It is good to be reminded that the plutocrats have not succeeded in subduing us into poverty and servitude everywhere. For this reminder I am indebted to the article Fantasy Economics, by Andrew Simms, The Guardian, UK, 16 February 2013, and a few other places such as the Real World Economics Review Blog and Yes! magazine that reports good news when it occurs. Simms points out that there is no single place where all of these beneficial advances exist at the same time, but they do exist, and make life better for the people.
There is no single place where
all of these beneficial advances
exist at the same time.
Begin with Uruguayan president José Mujica, who lives on $680 a month, which is the average income in Uruguay. He has a guard of two policemen and a three-legged dog, and drives a 1987 VW Beetle. He reminds me of California governor Jerry Brown, who, in he 1970s, lived in a two-bedroom apartment and drove a ten-year-old car. These may be extreme cases, but conspicuous consumption is unseemly in political leaders, and we have far too much of it. Voluntary simplicity accomplishes nothing substantial, but powerfully demonstrates support for the people.
After the 2008 market crash, the Icelandic “Pots and Pans Revolution” let the foolhardy banks go screw themselves, and didn’t bail them out. Then, half the population got involved in making a new constitution. Here at home Congress devotes most of its attention to keeping its owner-benefactors and their lobbyists happy.
After the 2008 market crash,
the Icelandic “Pots and Pans Revolution”
let the foolhardy banks go screw themselves.
Germany did better than most in the 2008 crash because 70% of its banks are community based small banks. Half of the banks’ mandate is to be useful, rather than just make profit. Quite a contrast with the US, where banks’ only purpose is profit. Wall Street and the Big Banks’ unregulated and amoral greed nearly succeeded in destroying the economy of the entire world, yet not one bankster has served time, and all the abuses continue as before.
The Mondragón Corporation in Spain, the Publix Supermarkets in the US, and the John Lewis Partnership in the UK, demonstrate that large worker-owned companies are possible and profitable.
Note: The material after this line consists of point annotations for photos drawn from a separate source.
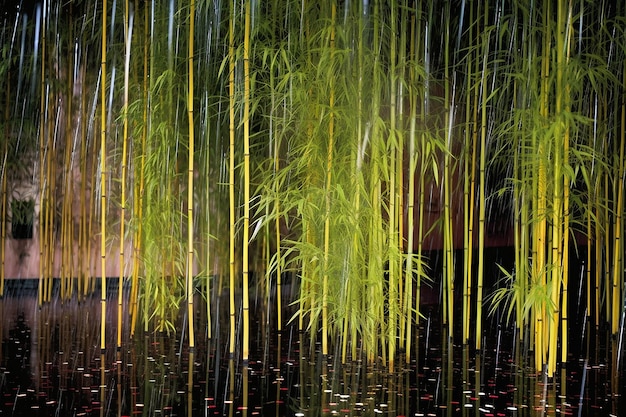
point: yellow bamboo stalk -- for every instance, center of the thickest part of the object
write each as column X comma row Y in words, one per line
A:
column 246, row 182
column 122, row 241
column 413, row 98
column 566, row 195
column 103, row 197
column 481, row 192
column 616, row 284
column 139, row 196
column 231, row 174
column 3, row 175
column 392, row 232
column 42, row 172
column 329, row 164
column 190, row 174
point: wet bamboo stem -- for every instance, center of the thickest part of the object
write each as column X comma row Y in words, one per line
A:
column 190, row 182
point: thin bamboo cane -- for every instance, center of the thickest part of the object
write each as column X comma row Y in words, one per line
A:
column 393, row 200
column 42, row 176
column 3, row 202
column 139, row 195
column 413, row 98
column 103, row 196
column 617, row 244
column 231, row 174
column 448, row 221
column 329, row 166
column 246, row 182
column 128, row 26
column 190, row 182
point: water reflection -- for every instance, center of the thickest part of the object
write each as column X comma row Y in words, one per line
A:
column 51, row 364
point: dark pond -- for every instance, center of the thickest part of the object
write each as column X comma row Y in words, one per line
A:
column 52, row 365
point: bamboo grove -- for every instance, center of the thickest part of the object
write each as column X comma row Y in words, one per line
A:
column 217, row 147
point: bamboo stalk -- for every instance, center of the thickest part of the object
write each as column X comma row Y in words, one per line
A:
column 231, row 174
column 329, row 166
column 103, row 196
column 246, row 182
column 190, row 180
column 128, row 25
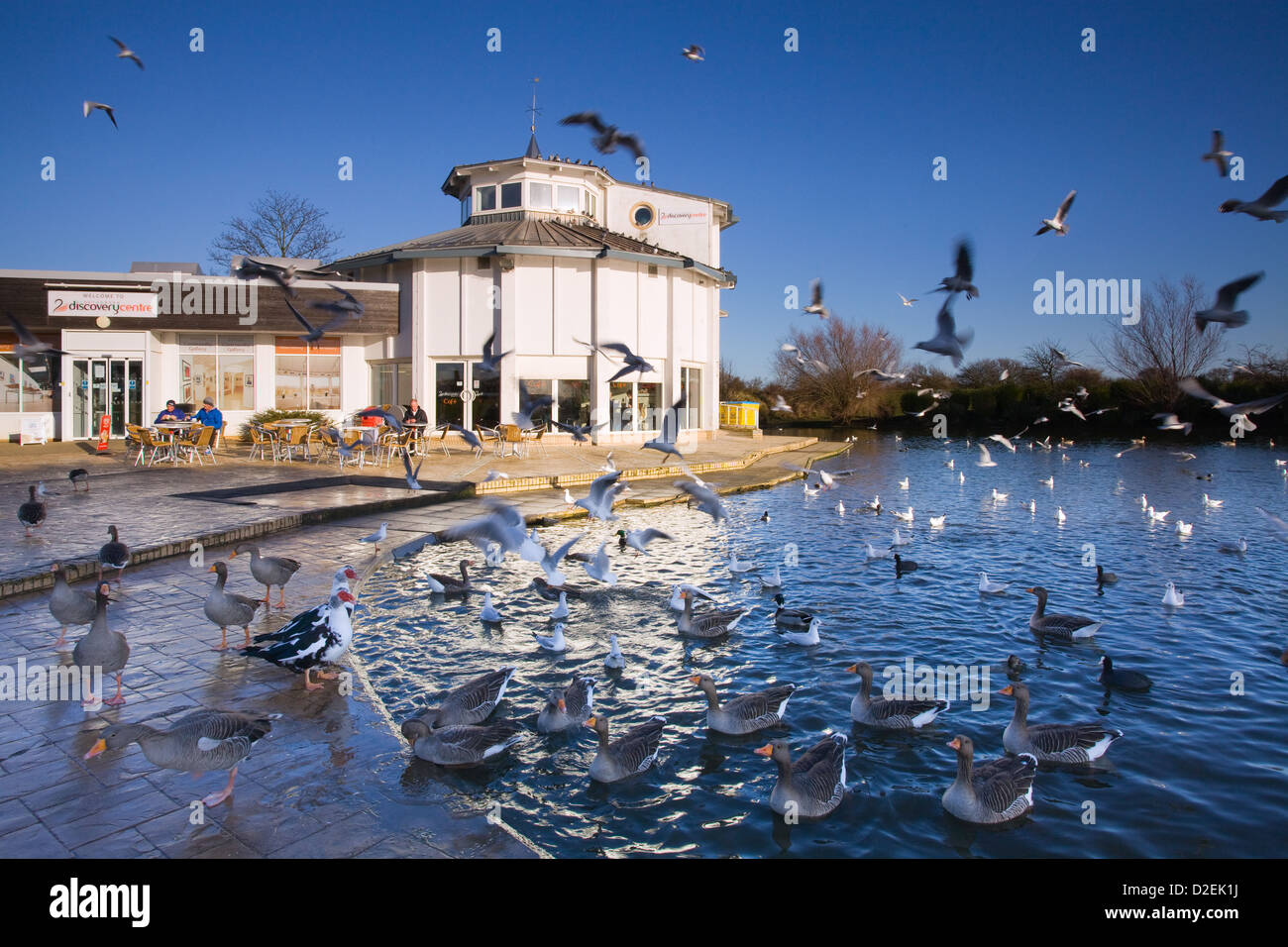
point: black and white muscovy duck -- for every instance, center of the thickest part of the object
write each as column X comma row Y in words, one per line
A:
column 313, row 638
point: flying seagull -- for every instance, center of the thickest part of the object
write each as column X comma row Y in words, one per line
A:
column 1219, row 157
column 579, row 431
column 961, row 279
column 947, row 342
column 348, row 305
column 632, row 361
column 1261, row 206
column 815, row 305
column 1168, row 423
column 490, row 361
column 670, row 431
column 90, row 106
column 1064, row 361
column 877, row 375
column 282, row 275
column 1190, row 385
column 1057, row 223
column 606, row 138
column 29, row 346
column 1223, row 309
column 127, row 53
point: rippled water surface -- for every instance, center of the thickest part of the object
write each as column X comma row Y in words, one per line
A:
column 1199, row 772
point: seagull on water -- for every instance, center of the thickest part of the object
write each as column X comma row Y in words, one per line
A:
column 377, row 536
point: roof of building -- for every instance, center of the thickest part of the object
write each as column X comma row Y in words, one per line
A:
column 537, row 232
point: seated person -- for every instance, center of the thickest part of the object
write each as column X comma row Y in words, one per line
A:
column 170, row 414
column 210, row 415
column 415, row 414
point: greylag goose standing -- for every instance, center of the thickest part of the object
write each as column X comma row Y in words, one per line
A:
column 745, row 712
column 887, row 712
column 811, row 787
column 102, row 648
column 115, row 554
column 570, row 707
column 31, row 513
column 227, row 608
column 268, row 570
column 469, row 703
column 995, row 791
column 197, row 742
column 1052, row 742
column 67, row 605
column 630, row 754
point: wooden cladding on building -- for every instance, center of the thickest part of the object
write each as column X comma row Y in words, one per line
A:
column 204, row 304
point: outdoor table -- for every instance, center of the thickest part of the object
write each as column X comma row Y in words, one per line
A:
column 170, row 429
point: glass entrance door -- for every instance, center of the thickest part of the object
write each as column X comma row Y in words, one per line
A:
column 110, row 386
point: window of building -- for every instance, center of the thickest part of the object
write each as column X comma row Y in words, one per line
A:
column 621, row 405
column 307, row 376
column 27, row 385
column 390, row 382
column 691, row 382
column 648, row 405
column 567, row 198
column 217, row 368
column 572, row 406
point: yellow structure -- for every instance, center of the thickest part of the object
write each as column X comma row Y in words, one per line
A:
column 739, row 414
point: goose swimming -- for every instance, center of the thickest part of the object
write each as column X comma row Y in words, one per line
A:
column 996, row 791
column 885, row 712
column 1060, row 626
column 1052, row 742
column 631, row 754
column 814, row 785
column 743, row 712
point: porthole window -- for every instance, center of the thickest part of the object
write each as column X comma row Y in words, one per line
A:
column 643, row 215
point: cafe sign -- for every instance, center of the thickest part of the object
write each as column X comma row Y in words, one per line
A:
column 94, row 303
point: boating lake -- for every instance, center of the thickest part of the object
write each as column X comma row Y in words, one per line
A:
column 1199, row 772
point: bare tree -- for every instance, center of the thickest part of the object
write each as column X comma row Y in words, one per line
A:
column 819, row 373
column 1043, row 363
column 279, row 224
column 1163, row 346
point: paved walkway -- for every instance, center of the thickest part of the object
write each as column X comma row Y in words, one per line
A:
column 333, row 780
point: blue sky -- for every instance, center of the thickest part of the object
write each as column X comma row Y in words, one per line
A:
column 824, row 154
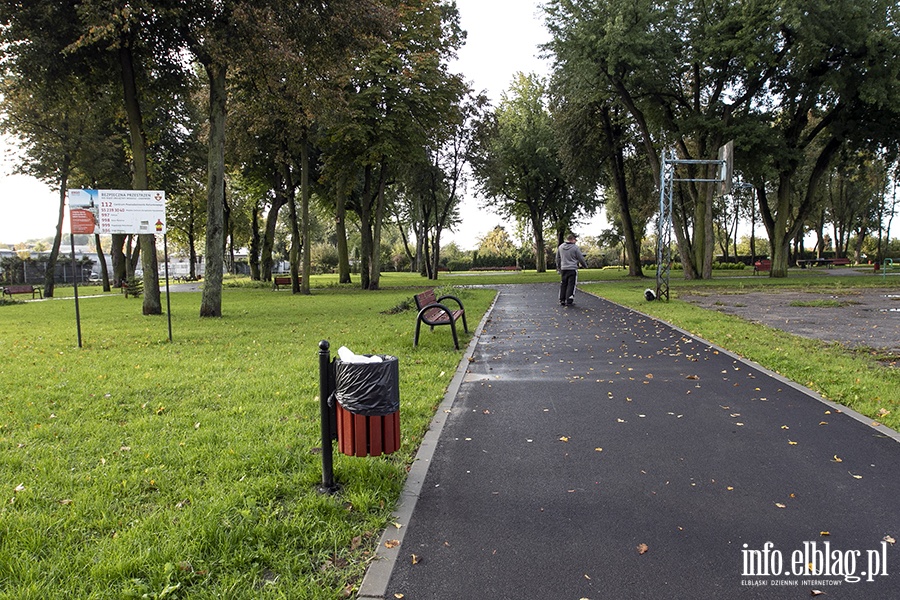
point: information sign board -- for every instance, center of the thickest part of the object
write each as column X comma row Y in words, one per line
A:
column 121, row 211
Worker-owned companies are the single most effective way to thwart the inherent faults of the capitalist system, and to foster a decent economic deal for workers. Such arrangements enrich the country as well as the worker-owners.
are the single most effective way
to thwart the inherent faults
of the capitalist system.
Alternative ways to evaluate wellbeing include Bhutan’s famous Gross National Happiness index, which assesses 151 factors. An index more closely associated with financial wellbeing in the US is the Genuine Progress Indicator, which deducts destructive, harmful spending from the GDP, and demonstrates that, in contrast to what GDP tells us, our wellbeing has actually fallen.
Ecuador’s “National Plan for Good Living” guides the country away from market judgments and toward goals that actually make people better off. It is part of a movement in Latin America that has rejected US hegemony and its neoliberal demands. President Rafael Correa has stabilized the economy, reversed the punitive 85:15 ratio of oil company profit in order to benefit the people, and brought significant improvements to the lives of the citizens, with better education and health care in particular. There are also a more progressive tax system, improved collection of taxes, free healthcare and education, improvement of wages, the end of abusive loan arrangements, and seizure of bankrupt businesses for sale to the workers.
The beneficial effect of higher taxes in Scandinavia
directly contradicts dire warnings
from American conservatives.
Higher taxes in Scandinavia have led to increased investment, education, and R&D, while at the same time providing free health care and education, help for seniors, and assistance with childcare. This directly contradicts dire warnings from American conservatives that higher taxes (we have quite low taxes) will always be detrimental to economic health.
The takeaway lesson from all this is that government can take actions that not only improve the lives of ordinary citizens, but also improve the general economic condition of the whole country. The uncontrolled market economy we see and worship in the United States does the opposite, which is why we have record inequality today.
To be sure, these processes do not occur without controversy, and some changes have been heavy-handed, but the most vociferous of those who object are mostly the very rich, who have succeeded in making life sweet for themselves at the expense of everyone else.
The uncontrolled market economy we worship
in the United States is an anti-democratic force
that is creating an abusive plutocracy.
These examples provide demonstrations of what is possible, bringing obvious improvements to the lives of most citizens. For this we need for government to seize its proper role in bringing equality and the blessings of democracy to all citizens, and quit working only to satisfy the very rich.